OpenClaw skill registry not showing Skill Scanner skills after deployment?

The registry not showing deployed Skill Scanner skills usually means the skill failed validation, is unpublished/draft, lacks the required metadata/tag for scanner visibility, or ClawHub/agent indexing hasn’t picked it up yet. Check deployment logs, skill manifest, publish status, and permissions first.

 

Troubleshooting steps

 

Follow these checks in order to find the root cause:

  • Deployment logs: inspect CI/ClawHub upload logs and agent runtime logs for validation or upload errors.
  • Manifest & metadata: confirm skill ID, version, type/tag for scanners, and required fields are present and valid.
  • Publish status & visibility: ensure the skill is published (not draft) and visible to your org/team.
  • Indexing delay & filters: refresh the registry, clear UI filters, or wait for indexing; re-trigger re-publish if needed.
  • Permissions & creds: verify service credentials and permission scopes are set so the registry can validate the skill.
  • Next steps: fix manifest/credentials, re-deploy, then re-check logs; contact ClawHub support if indexing/publishing stalls.

4

OpenClaw RPC/websocket handshake failed between Skill Scanner and OpenClaw?
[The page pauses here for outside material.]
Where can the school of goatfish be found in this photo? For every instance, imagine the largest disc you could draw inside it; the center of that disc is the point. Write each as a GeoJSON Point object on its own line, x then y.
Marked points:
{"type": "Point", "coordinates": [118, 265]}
Handshake failed means the Skill Scanner could not complete the WebSocket/RPC handshake with the OpenClaw runtime — usually a network, TLS, authentication, URL/port, or protocol mismatch. Fix by verifying connectivity, credentials, and compatible protocol versions on both sides.

 

Troubleshooting steps

 
  • Check connectivity: confirm RPC URL/port and no firewall/proxy blocking the WS port.
  • Validate auth: ensure environment vars/API key/OAuth token used by the scanner match the runtime’s expectations.
  • TLS & certificates: trust chain or disable strict TLS for local dev.
  • Protocol/version: confirm scanner and runtime speak the same RPC subprotocol.
  • Inspect logs: look for 401/403/400 or TLS errors on both sides and enable debug logging.
  • Restart: reload scanner after fixes and re-check skill manifest permissions.